Fluorescent-antibody direct assay

The straightforward and quick approach of direct fluorescent-antibody assay (DFA) of nasopharyngeal samples depends on the microscopic visualisation of fluorescent antibodies directed towards B. pertussis cells. As this technique has low sensitivity and specificity, DFA diagnosis should always be backed up by serology, PCR, or culture^.7

Culture

Because it allows for strain identification and antibiotic resistance testing, bacterial culture is a highly specific laboratory test that is recommended by the CDC and is widely regarded as the gold standard for pertussis diagnosis.
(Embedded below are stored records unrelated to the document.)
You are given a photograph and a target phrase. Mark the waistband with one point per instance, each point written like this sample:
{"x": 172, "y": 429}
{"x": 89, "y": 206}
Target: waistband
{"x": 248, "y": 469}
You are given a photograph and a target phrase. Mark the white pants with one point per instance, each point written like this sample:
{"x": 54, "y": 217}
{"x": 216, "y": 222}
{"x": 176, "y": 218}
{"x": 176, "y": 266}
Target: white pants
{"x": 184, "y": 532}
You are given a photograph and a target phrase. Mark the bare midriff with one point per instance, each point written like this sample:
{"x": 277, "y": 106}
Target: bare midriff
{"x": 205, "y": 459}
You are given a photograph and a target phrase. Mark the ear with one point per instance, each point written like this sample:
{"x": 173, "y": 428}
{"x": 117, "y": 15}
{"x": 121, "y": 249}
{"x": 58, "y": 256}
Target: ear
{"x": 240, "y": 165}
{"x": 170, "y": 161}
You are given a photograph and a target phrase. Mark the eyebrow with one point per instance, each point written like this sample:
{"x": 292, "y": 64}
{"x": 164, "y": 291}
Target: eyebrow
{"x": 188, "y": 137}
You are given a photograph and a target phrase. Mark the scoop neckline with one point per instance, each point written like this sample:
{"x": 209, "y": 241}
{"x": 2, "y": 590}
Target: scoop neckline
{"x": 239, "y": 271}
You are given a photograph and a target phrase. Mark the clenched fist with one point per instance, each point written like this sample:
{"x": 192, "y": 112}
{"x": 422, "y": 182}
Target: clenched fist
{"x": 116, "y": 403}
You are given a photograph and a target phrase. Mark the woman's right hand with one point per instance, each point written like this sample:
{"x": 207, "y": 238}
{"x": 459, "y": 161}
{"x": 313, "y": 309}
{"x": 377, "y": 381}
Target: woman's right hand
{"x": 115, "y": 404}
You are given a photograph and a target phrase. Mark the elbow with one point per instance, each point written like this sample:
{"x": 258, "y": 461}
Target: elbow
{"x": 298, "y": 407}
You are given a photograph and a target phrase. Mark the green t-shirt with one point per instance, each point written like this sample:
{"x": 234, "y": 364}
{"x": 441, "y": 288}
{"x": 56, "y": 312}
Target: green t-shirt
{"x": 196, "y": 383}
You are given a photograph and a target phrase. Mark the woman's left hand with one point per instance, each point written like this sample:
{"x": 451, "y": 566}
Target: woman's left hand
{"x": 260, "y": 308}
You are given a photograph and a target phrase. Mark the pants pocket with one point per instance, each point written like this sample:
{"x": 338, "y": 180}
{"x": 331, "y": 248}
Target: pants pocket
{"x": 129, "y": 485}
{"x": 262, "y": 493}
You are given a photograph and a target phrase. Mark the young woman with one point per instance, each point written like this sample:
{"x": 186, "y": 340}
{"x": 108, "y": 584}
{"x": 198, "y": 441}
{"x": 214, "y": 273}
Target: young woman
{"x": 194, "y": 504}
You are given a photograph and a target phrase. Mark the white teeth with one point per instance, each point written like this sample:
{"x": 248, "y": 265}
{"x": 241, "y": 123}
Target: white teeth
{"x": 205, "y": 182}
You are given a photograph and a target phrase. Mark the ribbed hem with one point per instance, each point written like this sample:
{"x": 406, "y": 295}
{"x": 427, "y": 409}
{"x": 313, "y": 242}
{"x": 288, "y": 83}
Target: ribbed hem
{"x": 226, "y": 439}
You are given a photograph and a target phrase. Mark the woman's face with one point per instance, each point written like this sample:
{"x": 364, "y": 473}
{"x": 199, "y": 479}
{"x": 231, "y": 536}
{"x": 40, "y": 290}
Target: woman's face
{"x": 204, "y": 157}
To confirm the diagnosis, patients with suspected pertussis should have a nasopharyngeal (NP) swab or aspirate taken from the posterior nasopharynx. Since viable bacteria are present in the nasopharynx during the first two weeks of sickness, this is the best time to collect a culture specimen. After two weeks, culture specimens have a low specificity and are more prone to yield false-negative results. The sensitivity of bacterial culture lowers if the patient has already been vaccinated against B. pertussis or has received antibiotic therapy. Doctors ought to think about doing concurrent PCR testing.⁸

Comparison of pertussis testing methodologies

Test methodology

PCR

Advantage

Test advised by the CDC 

Increased sensitivity 

Does not need living bacteria to produce a reliable result. 

Disadvantage

For accurate findings, it must be done within the first three weeks of the illness. 
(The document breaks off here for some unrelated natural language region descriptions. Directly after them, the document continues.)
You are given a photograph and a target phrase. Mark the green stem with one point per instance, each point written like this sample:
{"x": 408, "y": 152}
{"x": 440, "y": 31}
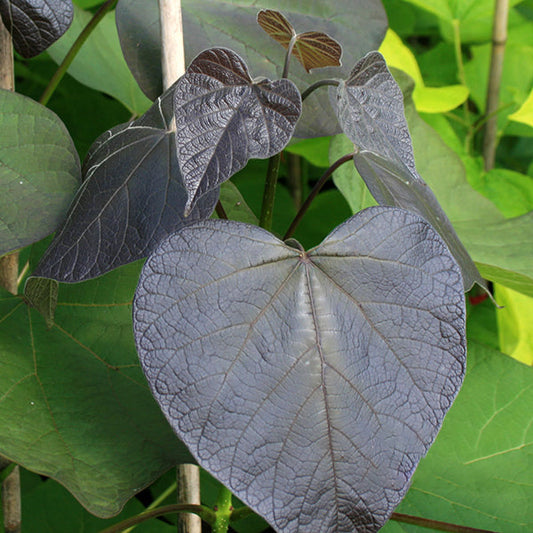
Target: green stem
{"x": 315, "y": 86}
{"x": 316, "y": 189}
{"x": 162, "y": 497}
{"x": 206, "y": 514}
{"x": 269, "y": 194}
{"x": 436, "y": 524}
{"x": 75, "y": 48}
{"x": 223, "y": 511}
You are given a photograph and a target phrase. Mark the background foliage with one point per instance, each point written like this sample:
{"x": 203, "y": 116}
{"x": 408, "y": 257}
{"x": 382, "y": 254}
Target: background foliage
{"x": 84, "y": 369}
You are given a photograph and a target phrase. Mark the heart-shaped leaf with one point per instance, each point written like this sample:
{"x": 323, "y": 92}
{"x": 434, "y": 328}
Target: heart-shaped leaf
{"x": 360, "y": 27}
{"x": 39, "y": 171}
{"x": 36, "y": 24}
{"x": 313, "y": 49}
{"x": 224, "y": 119}
{"x": 310, "y": 384}
{"x": 74, "y": 404}
{"x": 132, "y": 197}
{"x": 370, "y": 109}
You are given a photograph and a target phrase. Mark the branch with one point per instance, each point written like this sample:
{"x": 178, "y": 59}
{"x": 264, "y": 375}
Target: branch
{"x": 499, "y": 38}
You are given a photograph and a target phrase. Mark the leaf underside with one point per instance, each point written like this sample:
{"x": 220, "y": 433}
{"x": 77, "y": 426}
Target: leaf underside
{"x": 131, "y": 198}
{"x": 310, "y": 384}
{"x": 369, "y": 106}
{"x": 224, "y": 119}
{"x": 36, "y": 24}
{"x": 39, "y": 171}
{"x": 313, "y": 49}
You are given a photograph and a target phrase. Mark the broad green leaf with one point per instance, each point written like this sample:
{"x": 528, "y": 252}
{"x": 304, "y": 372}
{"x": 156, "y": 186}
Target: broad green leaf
{"x": 426, "y": 99}
{"x": 369, "y": 107}
{"x": 473, "y": 18}
{"x": 510, "y": 191}
{"x": 74, "y": 404}
{"x": 224, "y": 119}
{"x": 516, "y": 81}
{"x": 525, "y": 113}
{"x": 39, "y": 171}
{"x": 478, "y": 473}
{"x": 502, "y": 249}
{"x": 309, "y": 383}
{"x": 315, "y": 150}
{"x": 515, "y": 324}
{"x": 358, "y": 26}
{"x": 50, "y": 508}
{"x": 132, "y": 196}
{"x": 35, "y": 24}
{"x": 100, "y": 63}
{"x": 346, "y": 177}
{"x": 313, "y": 49}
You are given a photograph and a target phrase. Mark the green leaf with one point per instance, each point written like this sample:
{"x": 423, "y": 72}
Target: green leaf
{"x": 100, "y": 63}
{"x": 515, "y": 324}
{"x": 478, "y": 471}
{"x": 426, "y": 99}
{"x": 39, "y": 171}
{"x": 525, "y": 113}
{"x": 74, "y": 404}
{"x": 358, "y": 26}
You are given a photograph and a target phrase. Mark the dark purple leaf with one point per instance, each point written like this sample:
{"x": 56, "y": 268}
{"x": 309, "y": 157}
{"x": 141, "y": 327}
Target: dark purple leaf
{"x": 132, "y": 197}
{"x": 36, "y": 24}
{"x": 310, "y": 384}
{"x": 369, "y": 106}
{"x": 224, "y": 119}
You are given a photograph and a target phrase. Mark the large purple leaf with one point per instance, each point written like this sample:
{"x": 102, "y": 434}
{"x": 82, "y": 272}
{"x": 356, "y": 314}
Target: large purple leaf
{"x": 358, "y": 25}
{"x": 224, "y": 119}
{"x": 131, "y": 198}
{"x": 310, "y": 383}
{"x": 369, "y": 106}
{"x": 36, "y": 24}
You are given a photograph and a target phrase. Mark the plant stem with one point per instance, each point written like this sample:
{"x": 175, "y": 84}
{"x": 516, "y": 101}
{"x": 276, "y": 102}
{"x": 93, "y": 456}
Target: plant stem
{"x": 203, "y": 512}
{"x": 74, "y": 49}
{"x": 172, "y": 49}
{"x": 223, "y": 511}
{"x": 499, "y": 38}
{"x": 161, "y": 498}
{"x": 460, "y": 65}
{"x": 316, "y": 189}
{"x": 436, "y": 524}
{"x": 269, "y": 194}
{"x": 188, "y": 477}
{"x": 316, "y": 85}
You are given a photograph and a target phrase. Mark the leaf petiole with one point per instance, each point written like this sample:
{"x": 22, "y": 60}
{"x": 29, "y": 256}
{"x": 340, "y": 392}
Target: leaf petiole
{"x": 312, "y": 195}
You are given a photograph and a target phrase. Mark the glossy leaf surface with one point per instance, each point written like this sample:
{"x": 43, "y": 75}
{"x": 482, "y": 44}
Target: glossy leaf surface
{"x": 35, "y": 24}
{"x": 74, "y": 404}
{"x": 358, "y": 24}
{"x": 370, "y": 110}
{"x": 310, "y": 384}
{"x": 39, "y": 171}
{"x": 313, "y": 49}
{"x": 131, "y": 198}
{"x": 224, "y": 119}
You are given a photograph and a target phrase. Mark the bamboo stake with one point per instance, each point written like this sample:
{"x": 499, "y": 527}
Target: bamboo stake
{"x": 10, "y": 493}
{"x": 499, "y": 38}
{"x": 173, "y": 66}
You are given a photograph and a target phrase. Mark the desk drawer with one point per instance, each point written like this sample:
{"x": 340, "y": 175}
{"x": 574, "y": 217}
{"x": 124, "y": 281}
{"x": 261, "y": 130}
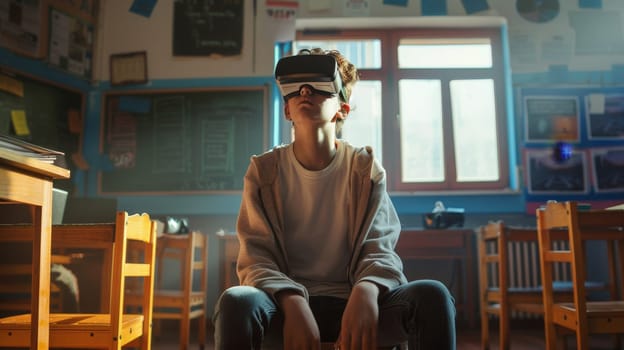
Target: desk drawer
{"x": 432, "y": 239}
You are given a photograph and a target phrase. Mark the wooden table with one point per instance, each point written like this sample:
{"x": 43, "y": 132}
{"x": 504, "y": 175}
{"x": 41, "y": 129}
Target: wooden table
{"x": 25, "y": 180}
{"x": 455, "y": 245}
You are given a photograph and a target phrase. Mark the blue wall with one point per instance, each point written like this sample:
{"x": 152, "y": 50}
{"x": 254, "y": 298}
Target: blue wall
{"x": 513, "y": 201}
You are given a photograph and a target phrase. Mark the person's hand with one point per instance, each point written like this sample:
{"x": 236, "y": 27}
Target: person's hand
{"x": 359, "y": 320}
{"x": 300, "y": 329}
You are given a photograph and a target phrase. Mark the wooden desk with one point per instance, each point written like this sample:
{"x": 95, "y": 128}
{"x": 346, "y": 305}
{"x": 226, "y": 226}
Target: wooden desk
{"x": 29, "y": 181}
{"x": 451, "y": 245}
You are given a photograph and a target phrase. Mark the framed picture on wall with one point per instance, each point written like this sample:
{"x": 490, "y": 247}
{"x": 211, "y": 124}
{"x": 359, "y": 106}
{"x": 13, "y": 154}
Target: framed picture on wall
{"x": 605, "y": 116}
{"x": 608, "y": 169}
{"x": 546, "y": 175}
{"x": 551, "y": 118}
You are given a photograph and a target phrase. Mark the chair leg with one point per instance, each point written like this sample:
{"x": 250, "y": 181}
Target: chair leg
{"x": 185, "y": 329}
{"x": 201, "y": 334}
{"x": 503, "y": 332}
{"x": 485, "y": 332}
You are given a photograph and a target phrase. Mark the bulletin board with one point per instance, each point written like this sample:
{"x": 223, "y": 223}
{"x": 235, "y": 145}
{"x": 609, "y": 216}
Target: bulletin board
{"x": 181, "y": 141}
{"x": 21, "y": 25}
{"x": 70, "y": 43}
{"x": 590, "y": 120}
{"x": 43, "y": 113}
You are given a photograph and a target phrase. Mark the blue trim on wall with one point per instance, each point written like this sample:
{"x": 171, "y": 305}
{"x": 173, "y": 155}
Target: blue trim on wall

Variations exist in specificity

A higher chance of receiving a false positive 

Test methodology

Culture

Advantage

Test advised by the CDC 

Increased specificity

Permits testing for antimicrobial resistance and strain identification.

Disadvantage

For accurate findings, it must be done within the first two weeks of the sickness. 

Minimal sensitivity

Requires living microorganisms 

Test methodology

Serology

Advantage

Performable up to 12 weeks following the onset of the disease 

Able to identify prior B. pertussis exposure

Disadvantage

Not a test advised by the CDC 

Inaccurate results may arise from recent immunisation, prior infection, and cross-reactivity with different Bordetella species.

It's frequently ineffective for babies under six months. 

Summary

Pertussis, also known as whooping cough, is a highly contagious respiratory infection caused by Bordetella pertussis. It is characterized by severe coughing fits and can lead to complications, especially in infants, who may experience breathing difficulties. The disease can be diagnosed through several methods, including PCR, serology, culture, and direct fluorescent antibody (DFA) testing. PCR is highly sensitive and can detect B. pertussis DNA, though it may yield false positives or negatives. Culture is the gold standard for diagnosis, but it requires viable bacteria and is most effective within the first two weeks of illness. Serology, while useful for late-stage diagnosis, may be affected by prior vaccination or infections. DFA is a quick method but lacks sensitivity. Early diagnosis and vaccination are key in preventing and managing pertussis, especially in high-risk populations like infants.